What Is Catalog Readiness? (It's Not the Same as Clean PIM Data)
Catalog readiness is whether each SKU carries enough structured signal for an AI agent to retrieve, filter, compare, and transact on it — without a human catching exceptions. PIM completeness measures something different.
Here's what catalog readiness failures actually look like in practice.
A buyer asks ChatGPT Shopping: "Heavy-duty degreaser safe for aluminum engine components." Your product doesn't appear. It's listed as "industrial cleaner" with material compatibility set to "metal surfaces." That's not specific enough for the filter. The agent excluded it before forming a shortlist.
A buyer asks Gemini: "6-inch round duct fittings for residential HVAC, in-stock." Your fitting isn't in the results. The sub-category field is blank. The agent couldn't place the product correctly.
A buyer asks Perplexity: "Stainless steel hex bolts, grade 5, pack of 50." Your product shows up in retrieval. It disappears at the filter step. The grade field says "high-strength" — not the same as grade 5, and the agent won't guess.
These aren't ranking failures. They're filter failures. The product existed in the catalog, was retrieved, and was dropped before any recommendation formed. No error notice. No suppression flag. Just silence.
Your PIM dashboard shows 94% field completeness. Your channel suppression rate is 22%. Both numbers are accurate. The gap between them is what catalog readiness measures.
Why "clean data" stopped being a useful north star
Three years ago, "clean" meant field fill rate above 90%. That was enough for manual review workflows and basic feed validation. Today it isn't.
Two things changed at the same time.
Channels raised their standards continuously. The fields that passed validation two years ago fail today. Taxonomy structures change quarterly. Compliance requirements shift by jurisdiction and product category. A product that was correctly classified at onboarding may now be misclassified — with no notification.
AI agents introduced a new filter layer. ChatGPT Shopping, Perplexity, Google AI Overview, and Gemini Shopping all work the same way: retrieve a candidate set, filter it against structured constraints, compare what's left, recommend the best match. A product with missing compatibility data fails the filter. A product with an incorrect hazmat flag fails the filter. There is no ranking penalty to diagnose — the product simply isn't in the consideration set.
Visibility = structure. Not copy quality. Not keyword density. Structure.
The definition that matters now
Catalog readiness is the degree to which each SKU can be acted on by an automated system — found, filtered, compared, and transacted — without routing to a human exception queue.
A product that passes retrieval but fails the compatibility filter isn't ranked lower. It disappears. A product with a valid global identifier but wrong taxonomy lands in the wrong browse category regardless of how well its attributes are filled. A product with placeholder values in required fields passes your completeness check and fails channel submission.
These aren't the same problem. They fail at different points in the pipeline and require different fixes.
The three readiness buckets
| Bucket | What it covers | What "ready" looks like |
|---|---|---|
| Discovery | Brand identity, global identifiers, taxonomy, core attributes, compatibility and fitment | AI agents can find, identify, filter, and compare the product against buyer constraints |
| Compliance | Hazmat flags, multipack signals, restricted product status, tax category | Product can be published and sold without triggering channel rejections or post-listing suspensions |
| Content | Description specificity, use cases stated, no placeholder values, consistent specs | AI agents can reason about the product and form a confident recommendation |
PIM completeness scores none of these correctly. It measures field presence — not value correctness, not channel alignment, not compliance signal accuracy.
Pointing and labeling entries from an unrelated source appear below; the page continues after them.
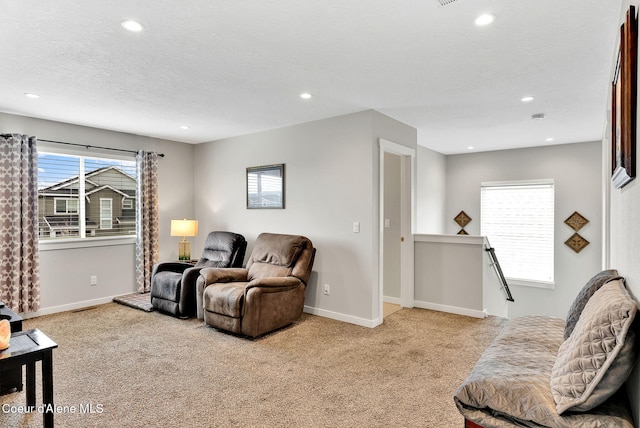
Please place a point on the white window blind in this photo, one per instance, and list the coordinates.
(518, 219)
(83, 197)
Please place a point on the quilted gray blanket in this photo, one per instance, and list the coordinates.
(510, 384)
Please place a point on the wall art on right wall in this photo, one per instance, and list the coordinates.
(623, 105)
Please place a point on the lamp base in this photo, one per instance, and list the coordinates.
(184, 250)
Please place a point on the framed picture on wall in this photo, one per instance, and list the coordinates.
(623, 108)
(265, 187)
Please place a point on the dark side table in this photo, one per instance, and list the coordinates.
(10, 380)
(26, 348)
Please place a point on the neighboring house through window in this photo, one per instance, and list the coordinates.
(85, 197)
(518, 217)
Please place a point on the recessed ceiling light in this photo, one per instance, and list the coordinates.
(131, 25)
(484, 19)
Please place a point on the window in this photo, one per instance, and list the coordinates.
(76, 196)
(66, 206)
(517, 218)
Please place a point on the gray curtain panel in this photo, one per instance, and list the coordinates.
(146, 218)
(20, 278)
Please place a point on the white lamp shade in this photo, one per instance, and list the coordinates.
(184, 227)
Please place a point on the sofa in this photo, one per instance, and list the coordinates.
(542, 371)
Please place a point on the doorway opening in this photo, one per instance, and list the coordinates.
(397, 178)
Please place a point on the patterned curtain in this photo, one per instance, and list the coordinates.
(147, 218)
(20, 264)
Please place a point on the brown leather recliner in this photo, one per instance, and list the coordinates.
(173, 284)
(267, 295)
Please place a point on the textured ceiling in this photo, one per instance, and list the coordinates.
(233, 67)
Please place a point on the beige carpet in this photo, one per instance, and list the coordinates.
(140, 369)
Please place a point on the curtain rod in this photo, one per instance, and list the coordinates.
(87, 146)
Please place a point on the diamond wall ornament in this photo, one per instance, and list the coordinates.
(576, 242)
(576, 221)
(462, 219)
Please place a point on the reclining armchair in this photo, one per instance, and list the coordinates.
(173, 284)
(267, 295)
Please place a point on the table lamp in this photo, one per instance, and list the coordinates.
(184, 228)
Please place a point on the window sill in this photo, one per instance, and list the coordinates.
(67, 244)
(531, 283)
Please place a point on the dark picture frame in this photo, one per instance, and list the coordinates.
(265, 187)
(623, 105)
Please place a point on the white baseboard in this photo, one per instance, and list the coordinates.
(342, 317)
(394, 300)
(68, 307)
(451, 309)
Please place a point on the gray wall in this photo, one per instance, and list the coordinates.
(576, 169)
(431, 191)
(331, 182)
(65, 270)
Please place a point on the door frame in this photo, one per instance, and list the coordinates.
(407, 223)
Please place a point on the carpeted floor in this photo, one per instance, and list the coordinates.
(141, 369)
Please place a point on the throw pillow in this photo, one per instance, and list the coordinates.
(597, 358)
(583, 297)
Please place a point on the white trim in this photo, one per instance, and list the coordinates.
(451, 309)
(67, 244)
(535, 182)
(342, 317)
(531, 283)
(408, 221)
(393, 300)
(450, 239)
(70, 307)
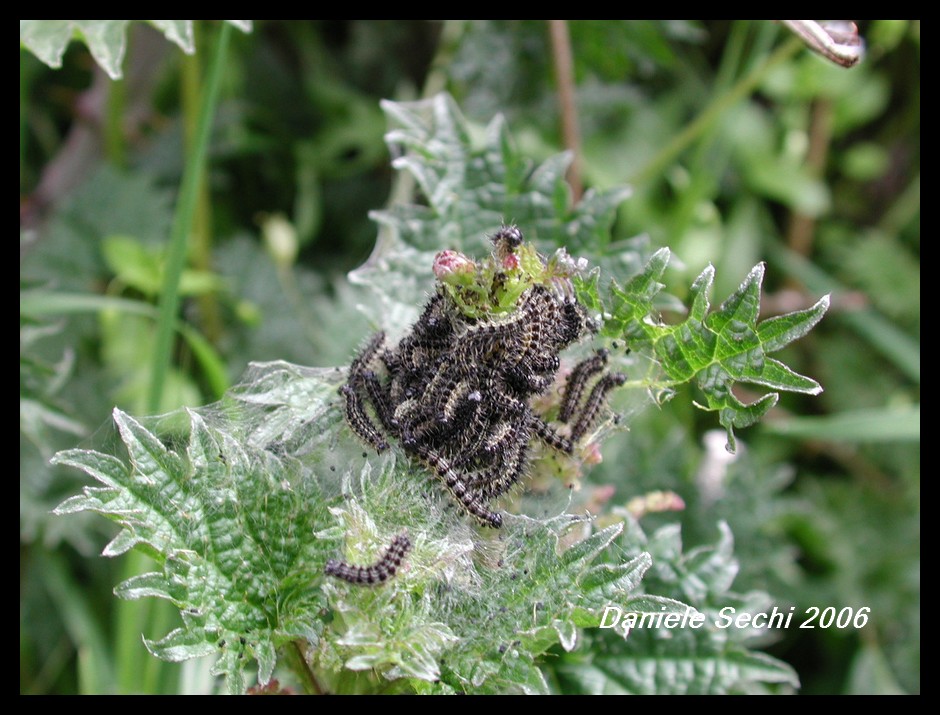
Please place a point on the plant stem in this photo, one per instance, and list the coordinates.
(704, 120)
(183, 221)
(564, 72)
A field that says "metal surfaces" instead of "aluminum, carbon fiber, steel" is complete. It is not ready.
Readiness is a continuous state, not a project outcome
Enrichment is a project. You run it once, fix the gaps, and the catalog looks right for a few months. Then new suppliers join. Products get updated. Taxonomies change. Compliance rules shift. The drift starts again.
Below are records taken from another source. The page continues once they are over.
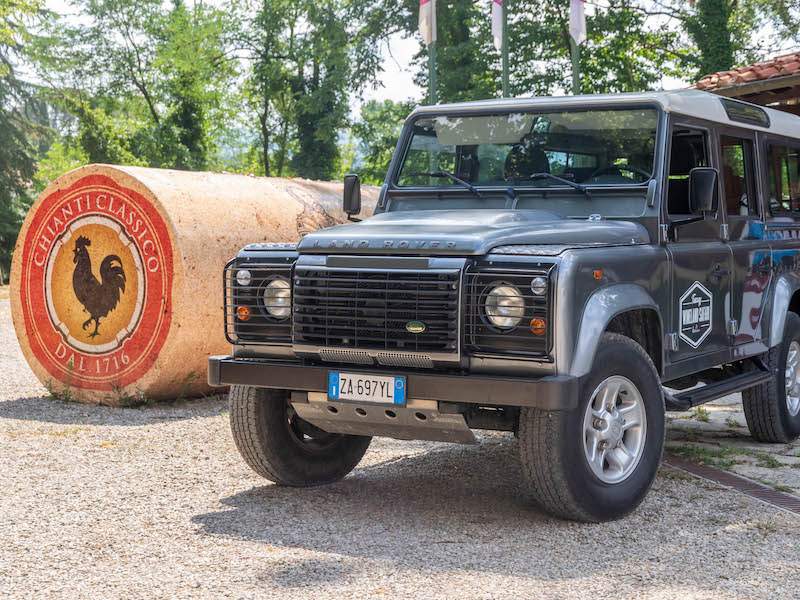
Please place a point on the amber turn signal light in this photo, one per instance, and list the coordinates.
(538, 326)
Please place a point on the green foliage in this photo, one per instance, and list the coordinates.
(308, 59)
(62, 156)
(710, 28)
(377, 132)
(623, 53)
(466, 59)
(18, 132)
(146, 83)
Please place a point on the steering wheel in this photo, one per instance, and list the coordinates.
(602, 170)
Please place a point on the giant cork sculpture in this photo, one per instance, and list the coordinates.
(117, 274)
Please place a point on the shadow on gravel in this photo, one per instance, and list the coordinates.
(45, 409)
(452, 508)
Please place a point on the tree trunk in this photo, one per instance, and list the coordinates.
(265, 138)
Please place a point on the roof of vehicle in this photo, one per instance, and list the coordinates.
(689, 102)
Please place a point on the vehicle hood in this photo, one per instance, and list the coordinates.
(468, 232)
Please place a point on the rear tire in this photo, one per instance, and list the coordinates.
(772, 410)
(283, 448)
(555, 446)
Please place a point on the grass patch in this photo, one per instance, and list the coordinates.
(766, 527)
(135, 399)
(732, 423)
(701, 414)
(722, 458)
(766, 460)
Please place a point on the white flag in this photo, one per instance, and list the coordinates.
(577, 21)
(427, 21)
(497, 23)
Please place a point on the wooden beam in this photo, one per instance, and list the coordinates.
(765, 98)
(755, 87)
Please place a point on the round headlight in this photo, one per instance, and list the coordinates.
(243, 277)
(278, 298)
(505, 306)
(539, 286)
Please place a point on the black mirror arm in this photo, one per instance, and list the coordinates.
(673, 225)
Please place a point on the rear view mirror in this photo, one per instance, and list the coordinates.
(703, 187)
(351, 201)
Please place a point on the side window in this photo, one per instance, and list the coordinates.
(689, 150)
(737, 176)
(784, 179)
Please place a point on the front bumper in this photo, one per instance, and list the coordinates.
(548, 393)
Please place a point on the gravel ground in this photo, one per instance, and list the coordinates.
(155, 502)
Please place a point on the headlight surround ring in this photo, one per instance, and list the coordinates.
(504, 306)
(277, 298)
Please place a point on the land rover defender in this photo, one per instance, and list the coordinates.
(561, 268)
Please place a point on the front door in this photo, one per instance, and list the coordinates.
(701, 262)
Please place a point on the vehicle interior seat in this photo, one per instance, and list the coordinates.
(524, 160)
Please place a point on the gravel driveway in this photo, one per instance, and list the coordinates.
(155, 502)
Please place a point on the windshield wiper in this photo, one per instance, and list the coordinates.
(572, 184)
(451, 177)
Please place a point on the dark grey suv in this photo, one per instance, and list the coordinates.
(560, 268)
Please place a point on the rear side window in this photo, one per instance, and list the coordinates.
(737, 176)
(784, 180)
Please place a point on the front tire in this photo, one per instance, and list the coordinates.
(283, 448)
(597, 462)
(772, 410)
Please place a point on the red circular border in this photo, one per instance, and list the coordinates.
(138, 352)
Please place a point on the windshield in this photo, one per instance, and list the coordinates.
(524, 149)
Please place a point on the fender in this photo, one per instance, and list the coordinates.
(785, 288)
(600, 309)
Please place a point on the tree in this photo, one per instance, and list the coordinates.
(377, 132)
(308, 59)
(466, 59)
(147, 83)
(17, 129)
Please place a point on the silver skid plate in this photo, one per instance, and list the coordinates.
(404, 423)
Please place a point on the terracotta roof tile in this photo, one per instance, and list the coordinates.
(780, 66)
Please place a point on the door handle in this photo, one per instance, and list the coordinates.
(718, 272)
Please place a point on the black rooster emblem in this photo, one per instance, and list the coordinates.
(97, 297)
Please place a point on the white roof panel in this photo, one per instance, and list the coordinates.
(689, 102)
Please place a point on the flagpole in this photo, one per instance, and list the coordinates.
(505, 51)
(432, 96)
(575, 51)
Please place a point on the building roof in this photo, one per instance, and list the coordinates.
(688, 102)
(787, 65)
(774, 82)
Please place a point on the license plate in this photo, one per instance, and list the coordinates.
(366, 388)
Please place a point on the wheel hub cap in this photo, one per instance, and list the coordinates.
(614, 427)
(792, 378)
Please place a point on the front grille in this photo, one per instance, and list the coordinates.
(374, 310)
(261, 328)
(481, 337)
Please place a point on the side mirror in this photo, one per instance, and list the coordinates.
(351, 201)
(703, 188)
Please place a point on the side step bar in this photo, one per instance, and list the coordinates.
(707, 393)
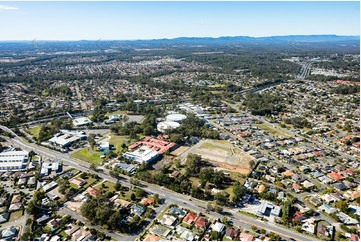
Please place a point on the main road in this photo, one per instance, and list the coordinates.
(172, 197)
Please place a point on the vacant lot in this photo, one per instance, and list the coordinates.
(86, 154)
(179, 150)
(34, 131)
(15, 215)
(106, 186)
(272, 130)
(117, 141)
(226, 156)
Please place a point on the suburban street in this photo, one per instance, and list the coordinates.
(170, 196)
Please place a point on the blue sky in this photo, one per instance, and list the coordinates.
(148, 20)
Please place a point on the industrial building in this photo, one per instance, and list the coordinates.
(175, 117)
(142, 155)
(158, 145)
(12, 159)
(49, 166)
(114, 117)
(167, 125)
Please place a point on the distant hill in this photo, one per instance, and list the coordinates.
(304, 41)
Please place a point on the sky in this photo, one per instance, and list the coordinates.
(154, 20)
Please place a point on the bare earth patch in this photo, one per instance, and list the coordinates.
(179, 150)
(225, 156)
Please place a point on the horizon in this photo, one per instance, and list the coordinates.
(75, 21)
(197, 37)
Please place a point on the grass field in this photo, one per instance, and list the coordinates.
(15, 215)
(195, 181)
(108, 186)
(271, 130)
(87, 155)
(34, 131)
(214, 146)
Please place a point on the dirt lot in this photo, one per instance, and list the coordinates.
(179, 150)
(226, 156)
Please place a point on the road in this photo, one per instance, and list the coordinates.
(170, 196)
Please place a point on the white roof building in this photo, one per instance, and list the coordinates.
(167, 125)
(219, 227)
(114, 117)
(142, 155)
(13, 160)
(175, 117)
(81, 121)
(49, 186)
(46, 166)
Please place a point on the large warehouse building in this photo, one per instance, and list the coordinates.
(167, 125)
(13, 159)
(175, 117)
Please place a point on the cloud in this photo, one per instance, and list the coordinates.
(7, 8)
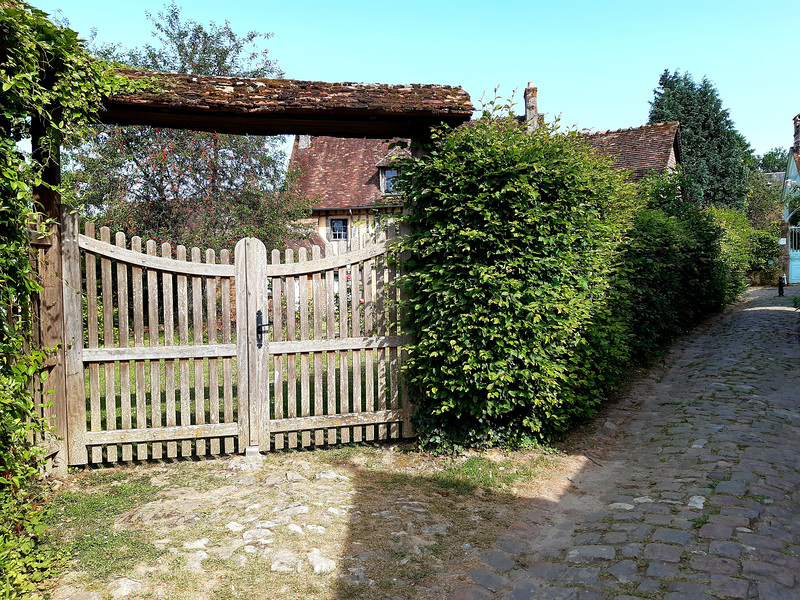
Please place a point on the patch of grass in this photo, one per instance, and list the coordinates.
(103, 552)
(90, 513)
(698, 522)
(97, 509)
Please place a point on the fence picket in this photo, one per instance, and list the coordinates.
(124, 342)
(330, 328)
(153, 327)
(305, 384)
(277, 336)
(393, 365)
(291, 359)
(369, 330)
(227, 363)
(183, 363)
(138, 340)
(169, 340)
(355, 329)
(199, 366)
(317, 310)
(213, 363)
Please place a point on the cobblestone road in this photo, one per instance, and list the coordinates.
(700, 496)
Readiness is different. Maintaining it means running the checks every time something changes — not on a quarterly schedule. When a supplier sends a new file, the identity checks run. When a channel updates its taxonomy, affected products get re-evaluated. When a product description changes, compliance signals get re-assessed.
A catalog that was ready last quarter may not be ready today — not because anything was done wrong, but because the channels it publishes to kept moving.
How to assess where you stand today
The fastest way to understand your current readiness is to score each product across the three buckets. The gaps that matter most are usually in Discovery first — brand normalization failures, wrong taxonomy, missing identifiers. A product with perfect content still gets suppressed if its taxonomy is wrong or its compliance signals are missing.
Fix Discovery and Compliance gaps before investing in Content. The order matters. A buyer asking Gemini for "food-safe industrial degreasers" won't see your product if the hazmat flag is missing — regardless of how specific your description is.